If asked to name some particularly "American" attributes, you might go the old baseball-and-apple-pie route — classic, but not exactly descriptive. But if you dig a little deeper to tap into who, not just what, people see as American, things can get a lot murkier.
It might come as little surprise that people, including nonwhite people, often view ethnic minorities as less American than whites, and minorities recognize that's the case. After all, there's a long history in America of minority groups being socially and politically marginalized. But according to new research, it's not just minorities who are seen as less American — more than half of the American population is. And what is it that makes them less American, according to a recent study?
Sahana Mukherjee, assistant professor of psychology at Gettysburg College, is a co-author of the study. In an email, she said that she and a team of researchers were prompted to study the link between gender and nationalism based on previous research regarding dominant ethnic groups and nationalism, as well as the gender-stratified political arena. She noted that the lack of female political office holders gave the researchers "a natural transition to think about gender and the power asymmetry between two genders and how that plays out in the context of national identity."
To see how gender affects Americans' ideas of nationalism, the researchers conducted two studies. In the first, the study authors asked 259 American men and 123 women to rate how American certain stereotypically male and female traits are, on a scale from "not at all American" to "truly American." They found that men and women equally considered "masculine" traits (e.g., independent, competitive) much more American than "feminine" traits (e.g., friendly, honest).
To explore the association between gender and American identity more plainly, the authors asked participants to define the extent to which masculinity or femininity is important to being American. They found that both men and women explicitly rated masculinity as more American than femininity, with no significant difference in ratings between the genders. The researchers also asked participants to come up with five "exemplary" Americans. The participants chose more men than women: seven times as many, in fact, although women did list more female examples than men.
In the second study, the researchers were curious to know how participants' own gender — this time, a new batch of 192 men and women — played into their nationalism and national identity. In a series of questionnaires, participants rated their agreement with statements on national identity (e.g., "I am glad to be American"), gender identity (e.g., "I am glad to be female") and nationalism (e.g., "To maintain our country's superiority, war is sometimes necessary").
Generally, women identified as less nationalistic than men, and they were less so the more they viewed male traits as synonymous with Americanness. In other words, the researchers said in the study, "women identify with the nation less when the nation is constructed in masculine terms." This was not the case for men. Also, men who more strongly identified with their gender also more strongly identified as American, perhaps because "they feel greater ownership of national material and symbolic resources," the researchers posited. However, the team didn't find any significant gender differences when it came to how "American" respondents felt they were, which Mukherjee says suggests a need for further research.
"Rather than a main effect of one factor (e.g., gender has an effect regardless of race) perhaps we need to explore interactions between race and gender," she says. "I think an important direction for future work is to adopt a more intersectional approach."
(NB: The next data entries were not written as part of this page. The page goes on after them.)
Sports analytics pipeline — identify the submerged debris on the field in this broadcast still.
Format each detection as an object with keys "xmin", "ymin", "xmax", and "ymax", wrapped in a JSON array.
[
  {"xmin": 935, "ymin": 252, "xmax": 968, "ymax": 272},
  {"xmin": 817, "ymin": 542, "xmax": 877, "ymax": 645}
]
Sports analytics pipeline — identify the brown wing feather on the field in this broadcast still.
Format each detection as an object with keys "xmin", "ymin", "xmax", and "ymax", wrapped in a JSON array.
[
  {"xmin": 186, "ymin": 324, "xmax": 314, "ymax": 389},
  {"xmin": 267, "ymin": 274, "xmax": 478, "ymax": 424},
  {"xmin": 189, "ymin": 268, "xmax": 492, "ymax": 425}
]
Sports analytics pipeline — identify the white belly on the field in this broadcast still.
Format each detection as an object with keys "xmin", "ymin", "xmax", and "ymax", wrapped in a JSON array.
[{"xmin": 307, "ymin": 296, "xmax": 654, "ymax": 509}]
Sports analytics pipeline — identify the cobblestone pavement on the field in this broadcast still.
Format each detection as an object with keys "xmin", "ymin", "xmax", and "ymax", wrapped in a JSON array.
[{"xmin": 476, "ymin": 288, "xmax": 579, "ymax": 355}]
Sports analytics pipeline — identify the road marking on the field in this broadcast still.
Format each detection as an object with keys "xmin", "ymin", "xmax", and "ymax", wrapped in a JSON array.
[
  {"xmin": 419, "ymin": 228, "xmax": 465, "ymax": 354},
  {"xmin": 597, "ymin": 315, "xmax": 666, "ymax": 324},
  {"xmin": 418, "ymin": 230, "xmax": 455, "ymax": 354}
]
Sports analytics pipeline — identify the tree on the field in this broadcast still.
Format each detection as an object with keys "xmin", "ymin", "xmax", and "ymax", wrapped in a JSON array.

It's ironic that femininity is seen as "less American" than masculinity, while women are often dinged for adopting masculine characteristics associated with national identity to survive in the political and professional realms. But shifts in the representation and media coverage of female politicians, and in Americans' attitudes about female-associated traits, could alter feelings about what it really means to be American. Mukherjee says that the team's research could kick-start important conversations and perhaps even changes in U.S. politics.
"While ... this evidence may seem discouraging at first, it can be used to promote social change," she says. "For people to be motivated to engage in change they first need to know specifics about where change is needed."